L’homme qui passait par hasard

Il était venu la semaine dernière, au milieu du repas, alors que tout le monde se présentait. Lui, il voulait pas, il était venu parce que son cousin lui avait dit: « Ici, tu peux montrer ton CV avant de l’envoyer ». Mais comme c’était le repas, et qu’il ne refuse pas un café, Abdel a tapé la causette avec Philémon et moi.

On a parlé principalement de légumes, parce que Philémon est passionné de jardinage. Abdel est calé en légumes ; il connait les topinambours, les rutabagas, et a demandé comment on cuisine la tétragone. Il nous a avoué être un fin cordon bleu lui-même même s’il ne cuisine pas souvent. C’est au marché de Wazemmes qu’il a appris à reconnaître toutes les espèces de légumes, parce qu' »il y a de tout, là bas! » Lui, au marché, il y va surtout pour voir les copains mais il aime bien les odeurs et les couleurs.

Cette semaine il est venu directement nous voir pour nous dire bonjour. Il tape sur l’épaule de Philémon en rigolant parce qu’ils se sont croisés au marché dimanche, et on se serre la main.

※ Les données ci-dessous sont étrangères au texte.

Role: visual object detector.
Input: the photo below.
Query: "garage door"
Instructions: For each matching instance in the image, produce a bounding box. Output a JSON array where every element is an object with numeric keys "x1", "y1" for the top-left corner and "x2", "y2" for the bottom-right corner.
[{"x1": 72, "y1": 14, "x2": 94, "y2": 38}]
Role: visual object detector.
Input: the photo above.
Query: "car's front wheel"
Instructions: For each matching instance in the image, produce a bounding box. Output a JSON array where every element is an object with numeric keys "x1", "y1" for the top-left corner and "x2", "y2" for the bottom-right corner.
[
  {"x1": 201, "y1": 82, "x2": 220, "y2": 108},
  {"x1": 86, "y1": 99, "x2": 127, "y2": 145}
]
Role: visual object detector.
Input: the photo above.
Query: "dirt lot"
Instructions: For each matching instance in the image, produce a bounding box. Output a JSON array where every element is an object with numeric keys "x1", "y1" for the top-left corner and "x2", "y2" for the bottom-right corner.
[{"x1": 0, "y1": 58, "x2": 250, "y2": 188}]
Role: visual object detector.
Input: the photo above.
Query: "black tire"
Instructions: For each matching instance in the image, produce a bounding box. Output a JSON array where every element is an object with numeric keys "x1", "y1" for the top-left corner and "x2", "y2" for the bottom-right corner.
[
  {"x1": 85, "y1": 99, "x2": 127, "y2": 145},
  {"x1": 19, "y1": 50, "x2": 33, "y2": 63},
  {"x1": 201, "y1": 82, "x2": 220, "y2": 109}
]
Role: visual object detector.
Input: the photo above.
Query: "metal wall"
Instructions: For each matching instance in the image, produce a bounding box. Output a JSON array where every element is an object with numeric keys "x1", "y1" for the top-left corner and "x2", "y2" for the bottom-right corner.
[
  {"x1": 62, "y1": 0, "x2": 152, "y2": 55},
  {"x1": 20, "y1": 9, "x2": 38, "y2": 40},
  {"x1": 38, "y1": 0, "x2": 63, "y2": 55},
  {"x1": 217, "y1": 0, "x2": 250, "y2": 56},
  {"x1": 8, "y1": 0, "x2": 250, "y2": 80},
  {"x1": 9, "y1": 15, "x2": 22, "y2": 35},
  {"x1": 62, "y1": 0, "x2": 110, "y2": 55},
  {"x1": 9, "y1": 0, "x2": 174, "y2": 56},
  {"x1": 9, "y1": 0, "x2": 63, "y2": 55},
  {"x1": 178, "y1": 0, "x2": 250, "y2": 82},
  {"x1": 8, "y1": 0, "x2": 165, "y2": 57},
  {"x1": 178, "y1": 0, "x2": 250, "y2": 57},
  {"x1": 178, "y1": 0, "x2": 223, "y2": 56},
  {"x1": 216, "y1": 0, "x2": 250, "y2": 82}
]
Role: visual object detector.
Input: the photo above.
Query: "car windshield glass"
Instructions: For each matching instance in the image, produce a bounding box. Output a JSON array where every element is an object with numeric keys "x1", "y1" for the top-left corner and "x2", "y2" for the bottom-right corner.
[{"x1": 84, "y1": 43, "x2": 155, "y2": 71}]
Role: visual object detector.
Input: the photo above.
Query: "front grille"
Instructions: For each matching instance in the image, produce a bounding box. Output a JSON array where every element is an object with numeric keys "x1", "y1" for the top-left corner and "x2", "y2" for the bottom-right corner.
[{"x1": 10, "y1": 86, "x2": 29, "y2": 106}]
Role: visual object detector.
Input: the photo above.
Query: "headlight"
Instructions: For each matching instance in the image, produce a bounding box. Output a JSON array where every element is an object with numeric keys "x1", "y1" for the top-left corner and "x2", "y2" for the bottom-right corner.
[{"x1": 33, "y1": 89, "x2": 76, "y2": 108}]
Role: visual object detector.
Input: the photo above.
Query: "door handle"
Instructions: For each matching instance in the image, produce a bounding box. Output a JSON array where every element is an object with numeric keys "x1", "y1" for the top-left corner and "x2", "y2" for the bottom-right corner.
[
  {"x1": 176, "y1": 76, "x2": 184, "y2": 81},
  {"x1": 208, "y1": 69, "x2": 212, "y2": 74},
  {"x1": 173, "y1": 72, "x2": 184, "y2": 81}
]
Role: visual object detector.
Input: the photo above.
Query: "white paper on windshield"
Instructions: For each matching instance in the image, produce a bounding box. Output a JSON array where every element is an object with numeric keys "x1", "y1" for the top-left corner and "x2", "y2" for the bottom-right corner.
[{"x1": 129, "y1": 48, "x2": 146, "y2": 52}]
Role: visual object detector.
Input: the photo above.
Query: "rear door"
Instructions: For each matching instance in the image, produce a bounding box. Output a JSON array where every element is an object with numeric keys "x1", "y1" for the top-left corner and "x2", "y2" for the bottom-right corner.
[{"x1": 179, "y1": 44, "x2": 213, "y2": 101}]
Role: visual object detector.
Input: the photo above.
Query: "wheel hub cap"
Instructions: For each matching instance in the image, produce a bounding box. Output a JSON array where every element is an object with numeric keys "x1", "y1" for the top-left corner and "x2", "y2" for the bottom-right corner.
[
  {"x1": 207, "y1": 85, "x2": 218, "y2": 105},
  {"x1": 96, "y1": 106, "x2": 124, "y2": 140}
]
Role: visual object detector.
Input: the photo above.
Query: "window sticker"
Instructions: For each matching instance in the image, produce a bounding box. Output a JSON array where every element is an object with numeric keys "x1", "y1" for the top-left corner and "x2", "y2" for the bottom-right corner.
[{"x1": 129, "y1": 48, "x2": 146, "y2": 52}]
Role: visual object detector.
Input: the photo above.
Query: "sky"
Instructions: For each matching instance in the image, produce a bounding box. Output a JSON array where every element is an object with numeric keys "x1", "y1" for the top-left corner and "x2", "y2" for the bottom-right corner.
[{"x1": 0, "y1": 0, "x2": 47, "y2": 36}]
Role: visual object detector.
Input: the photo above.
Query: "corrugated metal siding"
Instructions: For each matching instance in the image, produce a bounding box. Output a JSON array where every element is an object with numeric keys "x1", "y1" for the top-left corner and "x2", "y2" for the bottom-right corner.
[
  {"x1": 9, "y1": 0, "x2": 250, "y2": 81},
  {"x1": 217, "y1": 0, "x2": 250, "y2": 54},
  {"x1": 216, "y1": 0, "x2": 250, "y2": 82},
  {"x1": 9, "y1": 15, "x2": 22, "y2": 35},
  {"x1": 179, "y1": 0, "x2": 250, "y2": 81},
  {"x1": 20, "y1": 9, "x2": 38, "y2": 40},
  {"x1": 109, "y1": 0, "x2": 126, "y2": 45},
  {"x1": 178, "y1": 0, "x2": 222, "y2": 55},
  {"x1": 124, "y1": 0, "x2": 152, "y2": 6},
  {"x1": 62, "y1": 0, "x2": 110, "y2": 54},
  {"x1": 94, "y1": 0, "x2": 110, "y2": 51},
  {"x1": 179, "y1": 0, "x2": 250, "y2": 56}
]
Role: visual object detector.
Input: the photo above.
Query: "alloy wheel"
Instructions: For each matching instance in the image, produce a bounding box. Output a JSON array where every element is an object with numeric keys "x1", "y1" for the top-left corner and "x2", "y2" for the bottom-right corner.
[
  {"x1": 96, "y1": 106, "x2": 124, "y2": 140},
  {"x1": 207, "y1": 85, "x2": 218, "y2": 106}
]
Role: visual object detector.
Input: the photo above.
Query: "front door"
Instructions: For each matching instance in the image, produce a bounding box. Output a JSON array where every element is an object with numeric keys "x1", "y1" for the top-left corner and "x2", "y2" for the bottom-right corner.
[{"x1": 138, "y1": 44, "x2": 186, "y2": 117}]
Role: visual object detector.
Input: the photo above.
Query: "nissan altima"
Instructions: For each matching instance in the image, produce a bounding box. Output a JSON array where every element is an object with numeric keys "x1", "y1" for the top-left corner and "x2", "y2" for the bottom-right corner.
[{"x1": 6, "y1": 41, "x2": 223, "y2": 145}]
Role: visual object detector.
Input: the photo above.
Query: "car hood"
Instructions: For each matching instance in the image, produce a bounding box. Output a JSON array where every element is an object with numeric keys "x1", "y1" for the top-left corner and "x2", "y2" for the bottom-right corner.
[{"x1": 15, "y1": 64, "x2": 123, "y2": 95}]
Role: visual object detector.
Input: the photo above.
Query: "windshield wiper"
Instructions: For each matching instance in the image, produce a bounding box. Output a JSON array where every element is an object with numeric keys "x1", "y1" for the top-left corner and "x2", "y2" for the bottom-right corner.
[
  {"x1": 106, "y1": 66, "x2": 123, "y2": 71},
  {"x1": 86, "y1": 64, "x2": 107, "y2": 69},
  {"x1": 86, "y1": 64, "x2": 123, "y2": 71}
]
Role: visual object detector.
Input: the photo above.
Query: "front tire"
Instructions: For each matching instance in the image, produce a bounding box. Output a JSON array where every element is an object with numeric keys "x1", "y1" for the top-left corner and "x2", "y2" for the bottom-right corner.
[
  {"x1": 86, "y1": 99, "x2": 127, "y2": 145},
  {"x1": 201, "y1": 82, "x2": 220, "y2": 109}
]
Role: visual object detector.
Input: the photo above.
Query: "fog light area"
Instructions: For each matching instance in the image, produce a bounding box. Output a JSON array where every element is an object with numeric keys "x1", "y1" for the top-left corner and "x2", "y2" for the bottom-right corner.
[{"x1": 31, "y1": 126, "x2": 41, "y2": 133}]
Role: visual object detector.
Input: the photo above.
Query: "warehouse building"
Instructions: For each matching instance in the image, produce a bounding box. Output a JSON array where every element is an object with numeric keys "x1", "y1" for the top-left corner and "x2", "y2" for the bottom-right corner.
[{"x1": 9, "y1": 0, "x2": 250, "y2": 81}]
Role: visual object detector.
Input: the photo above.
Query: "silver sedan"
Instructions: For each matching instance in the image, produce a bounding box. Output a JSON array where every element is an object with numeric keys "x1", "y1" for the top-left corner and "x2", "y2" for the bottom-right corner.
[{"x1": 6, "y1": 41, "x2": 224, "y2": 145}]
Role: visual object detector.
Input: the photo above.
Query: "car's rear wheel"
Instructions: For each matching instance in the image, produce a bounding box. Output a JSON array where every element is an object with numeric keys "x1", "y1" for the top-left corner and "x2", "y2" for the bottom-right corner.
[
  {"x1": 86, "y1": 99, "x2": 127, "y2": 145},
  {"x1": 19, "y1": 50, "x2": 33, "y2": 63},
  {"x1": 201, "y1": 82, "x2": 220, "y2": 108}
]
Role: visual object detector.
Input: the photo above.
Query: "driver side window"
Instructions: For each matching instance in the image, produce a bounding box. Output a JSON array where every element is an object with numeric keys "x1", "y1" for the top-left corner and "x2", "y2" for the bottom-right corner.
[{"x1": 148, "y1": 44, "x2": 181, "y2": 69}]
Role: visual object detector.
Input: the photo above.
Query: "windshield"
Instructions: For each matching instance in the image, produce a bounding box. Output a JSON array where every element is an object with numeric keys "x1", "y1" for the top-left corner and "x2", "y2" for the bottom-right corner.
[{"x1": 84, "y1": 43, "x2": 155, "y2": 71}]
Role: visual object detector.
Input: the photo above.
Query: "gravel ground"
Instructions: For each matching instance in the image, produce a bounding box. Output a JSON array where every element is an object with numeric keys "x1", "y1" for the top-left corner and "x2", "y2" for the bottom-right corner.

Il a bien envoyé son CV, il a un entretien dans deux jours et il espère vraiment que ça va marcher. Il dit « on verra, je sais pas » quand on lui demande de passer la semaine prochaine pour nous donner des nouvelles. Cette fois-ci il vient pour se préparer un peu à l’entretien, et aussi pour remplir sa demande de logement social et les autres papiers du divorce. Parce que voilà, le juge lui a dit que chez lui c’était trop petit.  Abdel a une fille, et pour qu’elle vienne chez lui, il faut qu’elle aie une chambre. Abdel sourit en nous racontant cela, il est content d’imaginer sa fille chez lui. Elle s’appelle Solène, elle a 6 ans. Je lui ai demandé s’il la voit souvent, il dit non, en fait je l’ai jamais vue.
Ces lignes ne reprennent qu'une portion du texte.